Real-time 3D-aware Portrait Editing from a Single Image
Qingyan Bai, Zifan Shi, Yinghao Xu, Hao Ouyang, Qiuyu Wang, Ceyuan Yang, Xuan Wang, Gordon Wetzstein, Yujun Shen, Qifeng Chen
TL;DR
3DPE addresses the challenge of real-time, 3D-consistent portrait editing from a single image by distilling editing priors from a diffusion-based image editor and a 3D GAN into a lightweight module built on Live3D/EG3D. Through a cross-attention-based prompt conditioning and a dual-branch feature strategy, it preserves geometry while enabling appearance edits from both image and text prompts, guided by 2D pseudo-labels and 3D supervision. The approach delivers real-time performance (~40 ms per image), fast customization (~5 minutes) for user-defined prompts, and novel-view consistency that outperforms 2D-first and heavy optimization baselines, with practical applications in AR/VR, teleconferencing, and video editing. It also provides an interactive editing system and efficient adaptation pipelines, though it admits some limitations in fine-grained novel-view details and occasional video flicker.
Abstract
This work presents 3DPE, a practical method that can efficiently edit a face image following given prompts, like reference images or text descriptions, in a 3D-aware manner. To this end, a lightweight module is distilled from a 3D portrait generator and a text-to-image model, which provide prior knowledge of face geometry and superior editing capability, respectively. Such a design brings two compelling advantages over existing approaches.
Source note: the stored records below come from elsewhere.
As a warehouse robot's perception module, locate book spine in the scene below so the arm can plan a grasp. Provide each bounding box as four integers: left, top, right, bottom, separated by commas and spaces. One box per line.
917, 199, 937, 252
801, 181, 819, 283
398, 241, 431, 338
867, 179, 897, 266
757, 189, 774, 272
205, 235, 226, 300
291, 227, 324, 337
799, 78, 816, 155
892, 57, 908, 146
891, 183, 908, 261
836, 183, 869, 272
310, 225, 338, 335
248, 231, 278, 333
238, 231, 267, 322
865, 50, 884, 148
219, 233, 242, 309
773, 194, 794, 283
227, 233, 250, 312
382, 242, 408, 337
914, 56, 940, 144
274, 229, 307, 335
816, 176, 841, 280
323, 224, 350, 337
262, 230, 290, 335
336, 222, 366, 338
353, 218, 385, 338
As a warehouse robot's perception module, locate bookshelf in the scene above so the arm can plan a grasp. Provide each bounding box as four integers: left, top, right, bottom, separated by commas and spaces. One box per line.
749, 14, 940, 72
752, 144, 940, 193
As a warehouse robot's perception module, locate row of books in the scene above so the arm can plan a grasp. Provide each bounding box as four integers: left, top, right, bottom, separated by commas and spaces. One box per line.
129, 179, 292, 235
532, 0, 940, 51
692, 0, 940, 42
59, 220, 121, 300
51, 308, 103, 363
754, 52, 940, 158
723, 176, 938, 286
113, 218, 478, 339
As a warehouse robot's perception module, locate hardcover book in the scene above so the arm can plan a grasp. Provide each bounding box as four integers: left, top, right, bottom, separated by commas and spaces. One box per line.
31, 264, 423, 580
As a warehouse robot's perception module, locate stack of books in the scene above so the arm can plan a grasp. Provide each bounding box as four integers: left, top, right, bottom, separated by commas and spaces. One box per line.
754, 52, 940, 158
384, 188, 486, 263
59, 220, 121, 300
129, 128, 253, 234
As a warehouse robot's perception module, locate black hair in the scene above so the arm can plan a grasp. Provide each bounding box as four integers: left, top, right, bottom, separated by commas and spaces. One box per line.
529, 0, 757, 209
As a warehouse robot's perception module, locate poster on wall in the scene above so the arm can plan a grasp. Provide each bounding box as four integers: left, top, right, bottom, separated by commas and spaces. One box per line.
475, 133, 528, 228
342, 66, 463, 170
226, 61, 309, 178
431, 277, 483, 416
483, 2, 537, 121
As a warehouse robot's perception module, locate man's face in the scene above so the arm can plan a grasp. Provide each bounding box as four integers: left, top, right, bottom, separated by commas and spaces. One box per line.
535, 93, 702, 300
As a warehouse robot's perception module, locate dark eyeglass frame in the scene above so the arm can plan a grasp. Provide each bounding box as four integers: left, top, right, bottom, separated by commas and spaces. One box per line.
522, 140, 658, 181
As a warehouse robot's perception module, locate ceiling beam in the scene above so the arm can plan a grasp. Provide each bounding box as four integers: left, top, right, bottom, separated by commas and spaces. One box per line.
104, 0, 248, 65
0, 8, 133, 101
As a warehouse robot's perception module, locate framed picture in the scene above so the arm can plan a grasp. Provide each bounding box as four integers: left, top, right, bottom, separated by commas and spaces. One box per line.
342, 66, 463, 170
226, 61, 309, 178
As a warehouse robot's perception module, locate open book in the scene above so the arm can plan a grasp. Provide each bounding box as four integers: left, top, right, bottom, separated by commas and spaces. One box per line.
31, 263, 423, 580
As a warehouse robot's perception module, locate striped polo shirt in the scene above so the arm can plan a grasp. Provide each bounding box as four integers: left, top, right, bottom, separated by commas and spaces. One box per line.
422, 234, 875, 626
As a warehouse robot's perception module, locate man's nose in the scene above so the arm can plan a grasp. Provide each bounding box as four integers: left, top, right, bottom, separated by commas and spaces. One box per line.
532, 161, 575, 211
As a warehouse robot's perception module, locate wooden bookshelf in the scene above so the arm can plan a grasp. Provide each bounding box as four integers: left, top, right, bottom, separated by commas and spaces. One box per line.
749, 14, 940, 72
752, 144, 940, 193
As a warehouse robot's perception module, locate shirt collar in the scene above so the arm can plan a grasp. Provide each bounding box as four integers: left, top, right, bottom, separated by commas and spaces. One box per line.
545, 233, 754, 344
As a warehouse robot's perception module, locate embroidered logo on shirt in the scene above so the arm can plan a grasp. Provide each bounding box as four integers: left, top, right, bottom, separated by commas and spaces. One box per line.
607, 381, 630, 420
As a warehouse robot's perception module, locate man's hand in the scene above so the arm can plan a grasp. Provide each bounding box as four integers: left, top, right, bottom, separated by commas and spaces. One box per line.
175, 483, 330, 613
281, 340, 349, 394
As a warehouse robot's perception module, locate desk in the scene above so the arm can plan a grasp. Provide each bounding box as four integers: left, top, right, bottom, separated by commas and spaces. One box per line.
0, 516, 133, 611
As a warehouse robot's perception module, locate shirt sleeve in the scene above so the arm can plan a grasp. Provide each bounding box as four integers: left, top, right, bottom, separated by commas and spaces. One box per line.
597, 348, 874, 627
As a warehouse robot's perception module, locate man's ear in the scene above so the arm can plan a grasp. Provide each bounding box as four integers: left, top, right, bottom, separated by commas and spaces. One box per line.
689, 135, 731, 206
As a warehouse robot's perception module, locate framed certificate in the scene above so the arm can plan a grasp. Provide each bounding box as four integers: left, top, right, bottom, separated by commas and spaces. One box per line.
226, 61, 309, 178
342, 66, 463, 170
First, our method achieves real-time editing with a feedforward network (i.e., ~0.04s per image), over 100x faster than the second competitor. Second, thanks to the powerful priors, our module could focus on the learning of editing-related variations, such that it manages to handle various types of editing simultaneously in the training phase and further supports fast adaptation to user-specified customized types of editing during inference (e.g., with ~5min fine-tuning per style).